В ходе гражданской войны он был главным представителем Москвы в регионе. Он говорил с Лениным, Троцким и Зиновьевым об огромной империи, простирающейся за пределами Сибири, о перспективе расширения границ советской республики до Тихого океана. Китай, Монголия, Маньчжурия, Тибет. Все они видели, что Европа в безнадежном состоянии и, возможно, будет такой еще пятьдесят — сто лет. Но, понимаешь ли, человеку необходимы мечты, и они мечтали о Востоке. И все это время Замятин стоял рядом и как гипнотизер нашептывал им, что может сделать их мечты реальностью.
Уинтерпоул сделал паузу, уставившись в темноту за окном машины, словно видел, как появляется там еще одна тьма, тайная, всепоглощающая, выжидающая. Он поежился. Было холодно: холодно и пусто.
— Примерно год назад, — продолжил он, — Замятин исчез из поля зрения. Еще недавно мои люди слали мне чуть ли не ежедневные доклады о его деятельности, а сегодня он пропал. Несколько раз его вроде бы видели, но потом оказывалось, что это ошибка. В России, разумеется, уже начались внутренние разборки, так что я сразу подумал, что он пал жертвой своих прежних друзей из Кремля. К власти в России приходит Сталин, и ему нужен твердый режим: «социализм в отдельно взятой стране». Замятин мог быть принесен в жертву, дабы показать другим, что не следует слишком увлекаться мечтами. Но время шло, а имя Замятина нигде не упоминалось, и поэтому я знал, что он жив. Понимаешь, они должны публично разоблачать своих врагов, а не избавляться от них под покровом ночи.

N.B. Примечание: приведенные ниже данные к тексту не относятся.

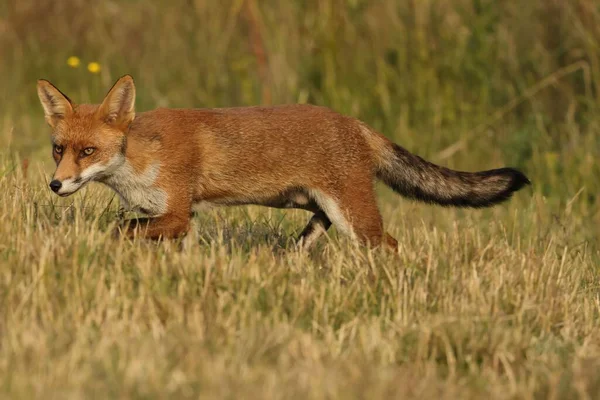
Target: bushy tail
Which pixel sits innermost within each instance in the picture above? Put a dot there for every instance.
(415, 178)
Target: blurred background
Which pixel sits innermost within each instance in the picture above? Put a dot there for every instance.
(470, 84)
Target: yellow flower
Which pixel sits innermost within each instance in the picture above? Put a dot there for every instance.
(73, 62)
(94, 67)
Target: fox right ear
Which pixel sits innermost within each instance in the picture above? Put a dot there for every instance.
(56, 104)
(118, 107)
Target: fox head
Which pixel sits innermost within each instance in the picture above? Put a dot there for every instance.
(88, 141)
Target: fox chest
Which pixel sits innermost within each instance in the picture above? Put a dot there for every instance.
(139, 192)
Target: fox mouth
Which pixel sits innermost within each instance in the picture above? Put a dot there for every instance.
(71, 187)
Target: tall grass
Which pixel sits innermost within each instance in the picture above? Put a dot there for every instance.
(501, 302)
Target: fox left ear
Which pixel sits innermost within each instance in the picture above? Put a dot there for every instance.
(118, 107)
(56, 105)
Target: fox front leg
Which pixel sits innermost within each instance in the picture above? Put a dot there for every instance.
(168, 226)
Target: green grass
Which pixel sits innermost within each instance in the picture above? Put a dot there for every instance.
(499, 303)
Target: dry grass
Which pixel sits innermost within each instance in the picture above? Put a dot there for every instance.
(501, 303)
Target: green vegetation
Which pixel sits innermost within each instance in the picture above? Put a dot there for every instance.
(502, 302)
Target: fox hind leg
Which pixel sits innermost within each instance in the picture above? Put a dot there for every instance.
(316, 227)
(355, 213)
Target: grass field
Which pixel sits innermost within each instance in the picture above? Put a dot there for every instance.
(496, 303)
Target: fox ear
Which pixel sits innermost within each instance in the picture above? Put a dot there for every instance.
(56, 105)
(118, 107)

В России смерть — своего рода искупление грехов, и тем, кто подлежит казни, грехи отпускают прилюдно. Затем, месяца четыре назад, Замятин снова оказался в поле нашего зрения, и это точно был он. Мне доложил человек, которому я могу доверять, один из моих лучших людей. — Уинтерпоул замялся. — Его видели в Тибете, в восточной части, в районе горы Кайлас, у монастыря Пхенсун Гомпа. Он был один, и было впечатление, что он проделал весьма долгий путь. Николай Замятин в Тибете, Кристофер. Сначала я не поверил донесению. Но мой человек умудрился сделать несколько снимков, и все сомнения рассеялись. Это был он. Ты понимаешь, о чем я говорю?
Кристофер кивнул. Он прекрасно понимал, о чем говорил Уинтерпоул. Тибет был территорией Кристофера, одним из его специальных секторов. Агент, приславший фотографии, очевидно, был одним из его людей, одним из тех, кого завербовал и обучил он сам. Вслед за Уинтерпоулом он уставился во тьму, простиравшуюся за стеклами машины, сильнее, чем прежде, чувствуя, как подводное течение затягивает его под тяжелые волны. Тонкие руки над поверхностью воды, вкус соли на губах, принесшийся со стороны берега холодный ветер, гонящий его в открытое море.